Erdoğan iktidara geldiği 2002 yılında bir önceki seçimde siyasi enkaz olarak çıkıp barajı bile aşamayan bir halde ki CHP’le iktidara geldi ve bugüne kadar hep beraber yürüdü.

Kendi partisi bugüne kadar ki tüm seçimlerde iktidar olurken CHP de bugüne kadar her zaman ana muhalefet oldu.

Bu da bana Akp ve CHP arasında olan garip bir aşk hikayesi gibi geliyor.

Bu aşkta aşıklar hiçbir zaman kavuşamaz ama hiçbir zaman da birbirlerini sevmekten de vazgeçmezler!

Aşıklar (AKP ve CHP ) bir dargın bir barışık ilişkilerini sürdürür gibi bugüne kadar ilişkiyi sürüklediler .
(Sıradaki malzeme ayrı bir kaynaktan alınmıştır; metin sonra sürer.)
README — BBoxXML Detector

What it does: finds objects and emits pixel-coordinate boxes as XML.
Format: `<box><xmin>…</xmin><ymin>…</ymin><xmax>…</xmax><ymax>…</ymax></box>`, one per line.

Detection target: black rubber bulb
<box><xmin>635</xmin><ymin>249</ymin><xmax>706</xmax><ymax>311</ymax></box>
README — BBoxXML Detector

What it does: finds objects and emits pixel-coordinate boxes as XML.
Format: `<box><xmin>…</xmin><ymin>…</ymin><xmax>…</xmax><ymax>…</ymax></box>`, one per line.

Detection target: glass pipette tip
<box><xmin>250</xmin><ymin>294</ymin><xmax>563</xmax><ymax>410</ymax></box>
Aslında ilişkilerinde şiddetli kavgaları da olmadı değil tam ayrıldılar bu sefer bu iş bitti dediğimiz çok oldu ama sonra ne olduysa aşıklar tekrar kavuştu biz ise ikisinin arasında kalıp “sana da aslında çok yanlışlar yapıldı!” diyen tabi sonra bu barışa şaşıran aracı arkadaşlar gibi baktık.

Bu aşkta bazen bazılarımız bu iki zıt kutup nasıl bir birine aşık olur diye düşünmedi de değil.Ama onlar hiçbir zaman zıt kutup olmadılar.
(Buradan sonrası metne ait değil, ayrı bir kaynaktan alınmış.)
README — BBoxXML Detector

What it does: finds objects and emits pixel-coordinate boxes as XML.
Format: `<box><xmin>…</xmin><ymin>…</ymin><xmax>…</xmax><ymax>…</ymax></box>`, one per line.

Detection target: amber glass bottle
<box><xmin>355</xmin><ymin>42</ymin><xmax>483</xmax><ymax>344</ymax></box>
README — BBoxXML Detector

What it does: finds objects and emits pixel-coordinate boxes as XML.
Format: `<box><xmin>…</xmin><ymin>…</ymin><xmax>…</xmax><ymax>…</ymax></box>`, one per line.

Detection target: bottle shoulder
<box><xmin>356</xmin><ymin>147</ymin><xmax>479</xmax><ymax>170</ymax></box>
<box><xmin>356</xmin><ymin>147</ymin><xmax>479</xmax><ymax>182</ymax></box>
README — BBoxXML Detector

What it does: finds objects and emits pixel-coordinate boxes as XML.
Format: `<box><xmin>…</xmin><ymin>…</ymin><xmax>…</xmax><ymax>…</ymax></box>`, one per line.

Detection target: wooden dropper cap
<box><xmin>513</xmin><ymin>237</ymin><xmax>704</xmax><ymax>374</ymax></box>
Huyları birbirine tıpa-tıp benzer bu ikilinin.

Biri siyasal islamin temsilcisi diğeri laikliğin bekçisi olsa da ikisi de bu terimleri istismar ederek geldiler bugünlere kadar …

Birinin başı sıkışsa diğeri hemen olaya müdahale edip sorunları çözdü.

İkisi de gücü eline alınca tek parti olmanın devlet olmak demek diye düşündüler.Ve bu devlet aracını diğer tüm muhalif kesimleri ezme aracı olarak gördüler.

Arada kavgalı olduklarında Erdoğan’dan çok dinledik eski aşkı CHP ‘nin ne kadar kötü olduğu, insanlara zulm ettiğini , camileri ahır yaptığını, gazeteleri baskı altına aldığını,muhalifleri ezdiğini kısacası (kendisinin de aynen yaptığı) eski sevgilisinin tüm kirli çamaşırlarını…

Bu garip bir aşk hikayesi bu aşkın meyvesi de sonsuz iktidar hemde her ikisi içinde.Biri devlet iktidarı diğeri muhalefet iktidarı her zaman kazanan onlar kaybedeni yok bu aşkın!

Aşıkların kaybedeni yok ama kaybedeni belli aslında arada kalan ve her şeyi şaşkınlıkla izleyen ve hala bu ikisinden olumlu adımlar bekleyen biz safderunlar.

İşte bu yüzden bu iki aşıktan bir şey çıkmaz.ikisi de halinden memnun sen kendine yan Türkiye!

Hacı Osman

Haberimizi okuduğunuz için teşekkürler…

Okuduğunuz bu metinler sesi kısılan, nefesi kesilen insanların sesine ses, nefesine nefes verme çabası. Bu çaba, karınca kararınca Nemrut'un ateşine karşı "yerimiz belli olsun" çabası. Bu çaba, 'zalim zulmederken sen ne yaptın?' diye sorulduğunda "dik durdum" deme çabası. Bu çabanın devam etmesini isteyen dostlarımız aşağıdaki ürünü alarak destek verebilirler. Desteğiniz için yürekten teşekkürler.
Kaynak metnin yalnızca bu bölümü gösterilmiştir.